Le web, mais aussi la RTI (la télévision d’Etat). Il est 20 heures 11 minutes. Tous les regards sont fixés sur l’écran de la télévision. Il n’y a pas eu de « 20 heures ». Quelques minutes plus tard, plus de signal. « La télévision a été prise par les combattants pro-Ouattara », lit-on sur Twitter. Impossible de confirmer. Mais des témoins joints par téléphone indiquent que de violents combats ont lieu au cœur de Cocody. « Les tirs que j’entends font trembler la maison.
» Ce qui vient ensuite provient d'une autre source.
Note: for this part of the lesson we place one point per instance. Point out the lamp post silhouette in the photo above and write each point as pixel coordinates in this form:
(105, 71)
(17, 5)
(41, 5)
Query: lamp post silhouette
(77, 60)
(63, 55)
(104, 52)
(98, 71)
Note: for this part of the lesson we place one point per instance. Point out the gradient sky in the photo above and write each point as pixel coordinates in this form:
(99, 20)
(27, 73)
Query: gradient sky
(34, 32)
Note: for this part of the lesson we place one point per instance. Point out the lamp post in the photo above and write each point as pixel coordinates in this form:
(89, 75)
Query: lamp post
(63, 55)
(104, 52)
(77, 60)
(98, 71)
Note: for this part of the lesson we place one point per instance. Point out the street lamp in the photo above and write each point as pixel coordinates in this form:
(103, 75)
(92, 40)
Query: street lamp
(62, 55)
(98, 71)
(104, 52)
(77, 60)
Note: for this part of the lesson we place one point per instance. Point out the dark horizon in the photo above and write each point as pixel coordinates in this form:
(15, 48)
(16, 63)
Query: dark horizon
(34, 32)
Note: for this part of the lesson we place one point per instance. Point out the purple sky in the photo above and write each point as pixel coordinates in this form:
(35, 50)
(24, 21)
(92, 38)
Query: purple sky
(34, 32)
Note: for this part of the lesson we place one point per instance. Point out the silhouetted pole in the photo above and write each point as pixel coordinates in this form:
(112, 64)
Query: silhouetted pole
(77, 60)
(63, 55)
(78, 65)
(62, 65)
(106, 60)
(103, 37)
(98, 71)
Je ne sais pas ce qui se passe mais c’est très violent », raconte Georges N, qui habite la « Cité RTI » situé à 10 mètres du siège de la télévision.

Capture du site Abidjan.net (Cliquer pour agrandir)
Capture du site Abidjan.net (Cliquer pour agrandir)
Les tirs se font entendre sans arrêt toute la nuit. Il est un peu plus de 4 heures du matin. Les téléphones continuent de sonner. Les tweets continuent de tomber. Et les tirs se font de plus en plus entendre. Sans répit. Plus de télé, plus de radio. Les éditions des matinales des chaînes de radio et de télé étrangères sont prises d’assaut pour suivre les « Spécial Côte d’Ivoire ».

On apprend alors que la télévision est tombée, que la résidence de Gbagbo est pilonnée à l’arme lourde et que des combats ont lieu aux Plateaux (Centre des affaires). Pour la population, le calvaire n’est pas terminé. Alors qu’il est 7 heures et que le soleil se lève, personne n’a l’intention de mettre le nez dehors. Tout Abidjan attend la fin de la bataille et son issue encore incertaine.